Enes Mahmutovic nous rejoint alors. Le défenseur central, qui évolue depuis un an et demi du côté du PFC Lviv, aussi en première division ukrainienne, revient sur une conversation avec Olivier : « La veille, Oli m’appelle et me dit “fais attention, il y a un truc qui va se passer”. Et le lendemain matin à six heures, j’entends les sirènes, je vois que j’ai reçu plein d’appels durant la nuit et je me dis “c’est sérieux maintenant”. C’est comme dans un film, on ne sait pas trop quoi faire, on regarde le journal, les réseaux sociaux… La première chose à laquelle on pense, c’est faire une valise. » Lui n’a pas pris le même chemin que les frères Thill. Vivant à seulement une heure et demie de la frontière polonaise, Enes Mahmutovic a pris directement cette direction. « On a eu une voiture du club. On est partis le jeudi à 19 h, mais au lieu de mettre une heure et demie en temps normal, on a mis plus de trois heures à cause des bouchons. On s’est arrêtés à quinze kilomètres de la frontière et on a fini à pied. Le président avait mobilisé tous les hommes d’origine ukrainienne de 18 à 60 ans pour combattre, donc des voitures faisaient demi-tour.
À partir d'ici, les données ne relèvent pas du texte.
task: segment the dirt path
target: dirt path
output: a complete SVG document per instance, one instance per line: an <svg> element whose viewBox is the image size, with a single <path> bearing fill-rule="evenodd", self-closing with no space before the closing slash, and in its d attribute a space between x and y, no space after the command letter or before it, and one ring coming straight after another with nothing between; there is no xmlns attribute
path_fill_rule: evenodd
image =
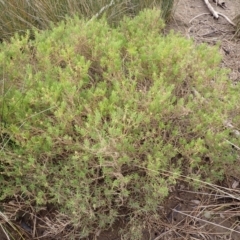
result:
<svg viewBox="0 0 240 240"><path fill-rule="evenodd" d="M239 0L226 0L224 8L211 0L209 2L217 12L231 20L240 14ZM222 66L231 69L229 78L233 82L240 82L240 38L235 37L235 28L225 18L220 16L219 19L214 19L209 14L203 0L179 0L173 20L166 27L167 32L170 30L193 39L196 44L220 43ZM219 187L226 187L234 194L238 190L233 189L233 184L236 179L240 179L240 174L232 172L230 175L231 177L219 183ZM234 199L228 197L230 193L226 191L223 194L218 186L214 191L206 187L198 190L192 192L184 184L173 189L167 201L160 206L162 220L154 223L156 228L150 233L146 231L142 240L239 240L240 227L236 214L239 209L234 205ZM216 199L219 194L222 194L222 198ZM219 210L223 205L227 207ZM122 223L116 223L112 230L102 233L97 239L120 240L117 231L123 226L125 225Z"/></svg>
<svg viewBox="0 0 240 240"><path fill-rule="evenodd" d="M221 8L209 2L215 10L223 13L230 19L240 14L240 0L226 0L226 8ZM239 12L237 12L239 9ZM222 66L231 69L230 79L233 82L240 81L240 38L234 38L234 27L220 17L213 19L203 0L179 0L173 20L168 24L166 31L174 29L186 38L192 38L196 44L207 43L215 45L220 42L220 52L223 55ZM229 177L219 185L232 188L231 194L237 189L233 189L233 183L240 179L237 174ZM204 195L206 193L206 195ZM210 195L210 193L212 195ZM221 193L222 198L217 198ZM229 193L230 194L230 193ZM212 197L211 197L212 196ZM227 207L219 210L219 202ZM221 206L222 206L221 205ZM162 216L160 222L154 222L149 218L150 225L155 225L151 231L144 230L142 240L174 240L174 239L240 239L239 219L236 214L238 202L229 199L228 194L223 194L221 189L198 189L192 191L185 183L179 183L167 199L159 206L159 215ZM204 207L205 206L205 207ZM209 206L212 206L211 208ZM233 211L234 209L234 211ZM240 212L240 211L239 211ZM116 222L112 229L91 237L96 240L121 240L118 231L126 228L127 222ZM233 229L229 231L228 228ZM6 235L0 230L0 239L5 240ZM55 240L57 238L54 238ZM131 239L129 239L131 240Z"/></svg>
Quand on est arrivés en Pologne, il y avait déjà des milliers de gens qui attendaient. Je suis resté là-bas plus de 24 heures. » Une fois en sécurité, la Fédération organise son retour au Luxembourg.
« Tous nos coéquipiers ukrainiens sont restés […] pour faire des sacs de sable et des cocktails Molotov », Olivier Thill
S’il ne veut pas parler de traumatisme, Olivier Thill sait que « c’est quelque chose que l’on n’oubliera jamais. On n’aurait jamais cru faire cela. Les deux premiers jours, j’ai eu beaucoup de mal à dormir, je ne me sentais pas bien. Le football, c’est notre boulot, mais on se rend compte qu’il y a d’autres choses, en sachant qu’il y a encore beaucoup d’amis en Ukraine. Ça reste dans la tête », avant d’ajouter qu’il a aussi en quelque sorte « la chance de ne pas avoir entendu de bombardements et de ne pas avoir vu de morts. Je pense aux gens qui vivent cela au quotidien et on ne peut même pas comparer. »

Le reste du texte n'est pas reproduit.